The 2020 Olympics in Tokyo aim to be the first-ever carbon-negative Olympic Games. Ryunosuke Kikuno, Unsplash

Carrying forward the Olympic spirit to care for our forests

How the Tokyo Olympics can boost the state of the world's forests

All eyes of the world are on Tokyo as the Olympic Games finally take place in Japan. It has been a long time coming. Like so many aspects of our lives, the Olympics too were put on hold because of COVID-19. But now that they are happening, it feels like an event that can bring the world together.

The Games themselves are full of symbolism and tradition. At the Opening Ceremony, the five interlocking Olympic rings were unveiled. The rings – usually depicted as blue, yellow, black, green, and red – represent the union of the five continents and athletes from around the world coming together to take part in the event.

But this year, the rings symbolize more than that. They were made from wood that came from seeds brought to Japan by international athletes 57 years ago – the first time Tokyo hosted the Olympic Games. Wood from spruce and pine trees, brought as seeds from Northern Europe, Canada, and Ireland, was used to craft the rings using a traditional Japanese woodworking technique called Yosegi-zaiku.

This is very much in keeping with the ethos of this year’s Games. Tokyo 2020 has pledged to make them the most sustainable Olympics yet and declared that commitment to the 17 SDGs will be front and center.

Like the five Olympic rings, the Tokyo 2020 sustainability concept has five pillars: to use 100% renewable energy and to work towards zero carbon emissions; to aim for zero waste by reusing or recycling 99% of procured goods and adhering to the Sustainable Sourcing Code; to focus on the natural environment and biodiversity; to operate the Games in accordance with the UN’s Guiding Principles on Business and Human Rights; and to engage society to create Games that are open to all.

To this end, Tokyo 2020 has repurposed 25 of the original venues used in the 1964 Games. In an effort to reduce environmental impacts and increase sustainability, the Plaza at the Athletes’ Village is built using timber borrowed from local governments across Japan. At the end of the Games, the building will be dismantled and the wood returned to be reused in public buildings as a legacy in communities nationwide.
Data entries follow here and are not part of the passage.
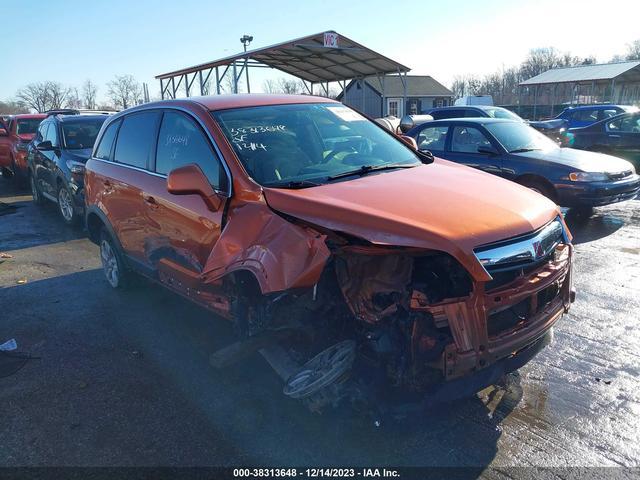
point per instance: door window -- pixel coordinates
(52, 134)
(432, 138)
(467, 140)
(137, 138)
(181, 142)
(106, 143)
In nine short months, the XV World Forestry Congress will open its doors in Seoul, Republic of Korea, and once again, representatives from the five continents will come together. This time not athletes, but forestry specialists and policymakers who have the power to make decisions about the future of our forests.
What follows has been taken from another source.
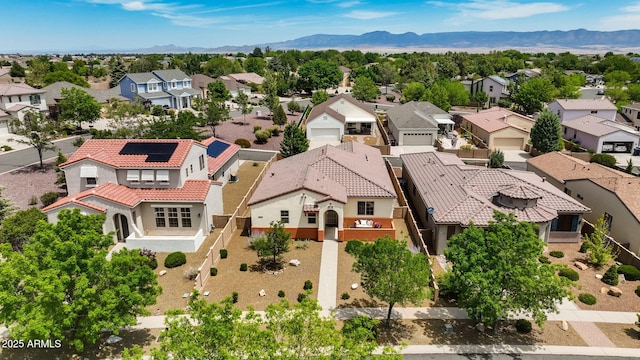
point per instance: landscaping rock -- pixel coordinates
(614, 291)
(580, 265)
Organized by the Government of the Republic of Korea and the Food and Agriculture Organization of the UN (FAO), the Congress will provide a unique opportunity to consider the state and future of world forestry, particularly in the context of global recovery from the COVID-19 pandemic. Our forests are precious in the fight against the climate and nature crises. They also provide 86 million green jobs and support the livelihoods of many more. And around one-third of the world’s population – some 2.4 billion people – use woodfuel for cooking. 

Thousands of participants are expected at the Congress, which has as its theme ‘Building a Green, Healthy and Resilient Future with Forests.’ They have vital work to do on topics including halting deforestation, climate change mitigation and adaptation, and forests and human health.

The latest edition of the State of the World’s Forests will also be unveiled at the Congress, promoting discussion on how to move the world towards a sustainable circular bioeconomy. One pathway involves strengthening the sustainable consumption and production of forest products to replace non-renewable materials and sources of energy – just like the wooden Olympic rings in Tokyo.

The Olympics have always been a force to unite the world and to showcase the best of human ability. It is this spirit we need to take forward to protect our forests and secure the future of our planet.

By Eunsik Park, Secretary-General of the XV World Forestry Congress, and Peter Csoka, Associate Secretary-General of the XV World Forestry Congress, FAO.